Commentary: Ponzis

There have been many Ponzis in the past and there will be many Ponzis in the future, but it will take at least a century before we see another $50 billion Bernard Madoff Ponzi.Carlo "Charles" Ponzi was born in 1882 in Parma, Italy. He migrated to the United States in 1903 when he was 21, and over the next 14 years, he bounced from city to city in New England working in various jobs such as waiter, clerk and translator of Italian.

Ponzi was nice-looking and charismatic; in 1919, he established a firm titled the Securities Exchange Co. where he promised a 50 percent return within 90 days. Ponzi's scheme caused immediate excitement and soon there were lines outside his office on School Street in Boston. Anxious investors purchased Ponzi promissory notes ranging from $10 to $50,000. Ponzi's scheme generated $1 million per week and his fraud typically involved paying early investors with money received from new investors.

Ponzi's scheme also involved trading fictitious Postal Reply Coupons at 200-percent profit. Since Ponzi had used the mail to notify his victims of how their "investments" were performing, he faced serious mail fraud charges. In total, the government brought 86 charges against him in two separate indictments. Ponzi pled guilty to one of these charges in exchange for a lighter sentence of five years. He served about three-and-a-half years, and then was released to face state charges, for which he received an additional sentence of nine more years. Before he could go back to jail, he jumped bail and moved to Florida to continue his peculations, but when the authorities caught up with him, he fled to Texas where he was arrested and deported to Italy.

In Rome, he became an English translator, and Benito Mussolini offered him a position as the Rio de Janeiro branch manager of Italy's new airline, Ala Littoria. After more typical Ponzi manipulations at the airline, he was jobless, penniless and died in the charity ward in a Rio de Janeiro hospital in 1949 at age 67.

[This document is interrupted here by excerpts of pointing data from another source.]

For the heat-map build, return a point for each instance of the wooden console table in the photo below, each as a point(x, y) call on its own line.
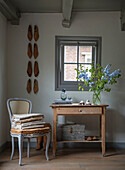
point(77, 109)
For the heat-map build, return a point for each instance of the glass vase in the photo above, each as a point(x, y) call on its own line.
point(96, 98)
point(63, 94)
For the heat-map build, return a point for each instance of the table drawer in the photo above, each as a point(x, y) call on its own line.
point(80, 110)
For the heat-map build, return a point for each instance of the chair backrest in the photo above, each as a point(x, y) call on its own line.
point(18, 106)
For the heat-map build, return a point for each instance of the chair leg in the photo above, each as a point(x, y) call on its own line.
point(47, 146)
point(20, 148)
point(12, 153)
point(28, 148)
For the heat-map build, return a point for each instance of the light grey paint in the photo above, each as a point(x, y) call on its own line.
point(31, 6)
point(3, 78)
point(104, 24)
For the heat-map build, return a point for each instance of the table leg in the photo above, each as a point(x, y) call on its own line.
point(103, 131)
point(100, 119)
point(54, 131)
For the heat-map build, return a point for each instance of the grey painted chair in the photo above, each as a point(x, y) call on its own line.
point(21, 106)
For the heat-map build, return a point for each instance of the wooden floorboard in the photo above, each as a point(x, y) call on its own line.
point(66, 159)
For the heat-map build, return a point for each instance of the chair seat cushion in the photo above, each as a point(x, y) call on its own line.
point(45, 129)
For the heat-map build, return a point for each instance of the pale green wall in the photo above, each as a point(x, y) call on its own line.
point(104, 24)
point(3, 78)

The remarkable aspect of Bernard Madoff's $50 billion fraud was his years of brilliance and elegance. He joined America's toniest country clubs, and when Madoff in his dinner jacket and Mrs. Madoff, bejeweled in her expensive gown, entered the club dining room, members were flattered with a smile or wave.

When Madoff was chairman of the board of Nasdaq, he earned the respect of the Wall Street community for his intelligence and administrative skill and he managed a successful, well-regarded brokerage firm.

Did something flip or was Madoff a thief in his guts? He continued his apparently selfless and honorable career and participated in numerous charitable and philanthropic endeavors, only to rob them and many others when his Ponzi scheme exploded. The tragedy becomes even more shocking when elderly individuals thought that they were purchasing a life retirement, only to find their dreams suddenly evaporate.

To the sophisticated and financially savvy who kept investing billions with Madoff, knowingly or unknowingly, when market conditions never justified the baseless high return on their investments, the only words are their blind and senseless greed.

Psychiatrists will write thousands of words trying to analyze and diagnose Madoff's warped psyche, including how an investor offered Madoff $10 million to invest several days before the time he knew that he was going to confess to his sons. Madoff told him to "wire the money to my account at JP Morgan Chase and I will place you in a new fund commencing Jan. 1, 2009," which he did.

The pity of it all is that most Ponzis are intelligent, thoughtful and could be successful in legitimate business endeavors.

A word to the wise, "If it sounds too good, it may be no good."

Eli Mason, CPA, is a past president of the New York State Society of CPAs, a past chairman of the New York State Board for Public Accountancy, and a past vice president of the American Institute of CPAs.